# New to Planted Tanks



## marmstrong (Nov 11, 2010)

I am considering adding live plants to my tank. I have never messed around with live plants. Any feedbank, tips, ideas, and advice would be helpful.

I have a gravel substrate. My tank is almost through cycling (I won't be adding anything new, fish or otherwise, until it's completely done).

Current fish and tank size are listed in my signature.

*c/p*


----------



## majerah1 (Oct 29, 2010)

Depends really on how much you want to put into it.If you want lowlight,then slow growing plants will do fine.Java fern,java moss,anubias crypts and some swords will do fine.I would do tons of readng on lowlight lowtech setups.


----------



## NursePlaty (Feb 5, 2010)

*Your fish will limit what kind of plants you can have. They are too aggressive and thrash around too much. Your plants will be eaten or destroyed from the thrashing.*


----------



## James0816 (Jun 19, 2009)

^ x2 You are pretty limited with your stocking list but still will be able to use some.

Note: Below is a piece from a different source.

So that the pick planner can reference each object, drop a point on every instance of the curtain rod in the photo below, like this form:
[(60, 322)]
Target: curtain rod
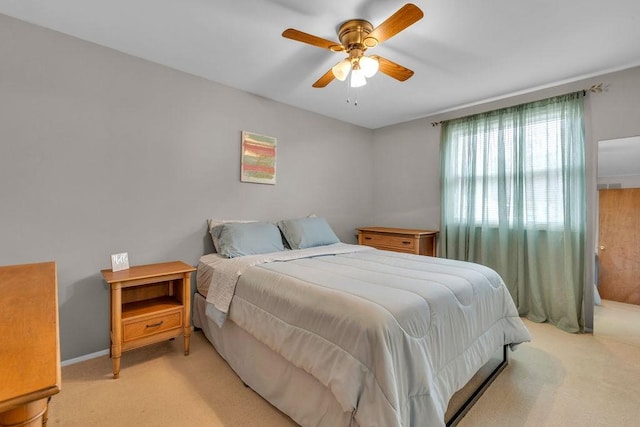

You should be able to use Java Ferns, some larger crypts, select swords and Anubias.


----------



## marmstrong (Nov 11, 2010)

Thanks everyone - I will look into the aformentioned plant varieties that will work with Cichlids.


----------



## beaslbob (May 29, 2009)

agree.

but all is not lost.

If you could add a tank partition say 3" from your back wall, the plants could grow protected in the area between the partition and wall.

my .02


----------